利益計算では黒字なのに、倒産してしまうことを黒字倒産といいます。
なぜ、利益をあげているのに倒産するのでしょうか。
実は、これも、キャッシュフローと利益計算の考え方の違いにより説明できます。

黒字倒産は主に下記の原因が考えられます。

・売上代金の回収が遅い、若しくは回収できなかった。
・在庫を抱え過ぎた。
・借入の返済額が、利益に比べて大きい。

①売上代金の回収が遅い、若しくは回収できなかった。

代金の回収が遅れる場合には、利益計算では売上が計上され、帳簿上黒字となっているように見えても、実際にはキャッシュが不足しているため、倒産につながってしまいます。

通常、今月の売上代金が、翌月の仕入、給与、その他の経費そして借入の返済等の日々の支払いの原資となります。
帳簿上の利益計算では、代金の回収がされていない製品納品時点で売上を計上するため、利益が出て儲かっているように見えます。
しかし、売上代金の回収が遅れ、キャッシュが獲得できなければ、日々の支払いのためのキャッシュが確保できず、倒産の可能性が高まります。

さらに得意先の倒産により、売上代金の回収ができなくなってしまった場合には、連鎖倒産という言葉があるように、非常に危険な状況となってしまいます。

このように、代金の回収が遅い、若しくは回収できなかった場合には、帳簿上儲かっているようにみえても倒産してしまう可能性があるのです。

●具体例

 ・製品製造のために材料50万円を購入した。
 ・製品を80万円で販売したが、代金はまだ回収できていない。

売上の代金を回収できていないため、キャッシュフローでは50万円の赤字になりますが、帳簿上の儲けである利益計算では30万円の黒字となります。
実際にはキャッシュは、50万円の赤字のため、次の製品を製造するための材料を購入することができず経営に支障が出るでしょう。

②在庫を抱えすぎた。

在庫を抱えすぎた場合には、利益計算では在庫分は経費から除外されるため、帳簿上の利益は増えます。
しかし、在庫分であっても支払いによりキャッシュは減るため、資金繰りに困り黒字倒産につながってしまいます。

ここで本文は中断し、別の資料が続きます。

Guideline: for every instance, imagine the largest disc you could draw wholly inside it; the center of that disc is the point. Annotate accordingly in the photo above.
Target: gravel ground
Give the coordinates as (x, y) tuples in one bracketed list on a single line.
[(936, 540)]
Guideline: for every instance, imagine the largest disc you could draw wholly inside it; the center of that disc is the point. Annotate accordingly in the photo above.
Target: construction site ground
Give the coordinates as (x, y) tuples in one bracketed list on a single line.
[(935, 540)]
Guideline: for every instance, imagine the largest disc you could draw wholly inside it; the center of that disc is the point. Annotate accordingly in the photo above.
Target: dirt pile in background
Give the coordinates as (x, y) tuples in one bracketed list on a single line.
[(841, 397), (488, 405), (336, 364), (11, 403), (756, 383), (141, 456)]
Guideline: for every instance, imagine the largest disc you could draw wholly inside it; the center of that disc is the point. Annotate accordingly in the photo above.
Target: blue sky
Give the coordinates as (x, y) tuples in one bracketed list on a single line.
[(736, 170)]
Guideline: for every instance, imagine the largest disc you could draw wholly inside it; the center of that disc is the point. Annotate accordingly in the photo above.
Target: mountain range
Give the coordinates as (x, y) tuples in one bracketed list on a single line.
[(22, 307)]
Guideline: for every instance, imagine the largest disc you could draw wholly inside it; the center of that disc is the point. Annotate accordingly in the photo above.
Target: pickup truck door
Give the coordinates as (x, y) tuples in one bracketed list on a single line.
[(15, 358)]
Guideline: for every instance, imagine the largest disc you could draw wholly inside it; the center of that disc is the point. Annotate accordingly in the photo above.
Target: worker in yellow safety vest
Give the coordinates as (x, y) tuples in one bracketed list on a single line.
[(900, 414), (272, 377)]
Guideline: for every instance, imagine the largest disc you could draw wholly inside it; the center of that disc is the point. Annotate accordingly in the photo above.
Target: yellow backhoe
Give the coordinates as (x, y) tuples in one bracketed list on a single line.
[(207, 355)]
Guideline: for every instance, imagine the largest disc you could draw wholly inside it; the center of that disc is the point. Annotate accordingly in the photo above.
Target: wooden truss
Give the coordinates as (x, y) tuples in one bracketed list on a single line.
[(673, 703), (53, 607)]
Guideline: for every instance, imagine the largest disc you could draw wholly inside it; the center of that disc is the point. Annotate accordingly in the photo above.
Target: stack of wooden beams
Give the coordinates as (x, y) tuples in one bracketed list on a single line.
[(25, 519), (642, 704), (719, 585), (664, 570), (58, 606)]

利益計算では、販売した製品に対応する分の仕入しか経費に計上できないため、在庫となった分は経費から除外しなければいけません。
しかし、在庫となった分も代金の支払いがあるため、利益とキャッシュフローは乖離してしまいます。
そのため、何らかの事情により、当初予定していた販売ができず、在庫を抱えすぎてしまった場合には、帳簿上、黒字になるかもしれませんが、実際のキャッシュは大きく減ってしまいます。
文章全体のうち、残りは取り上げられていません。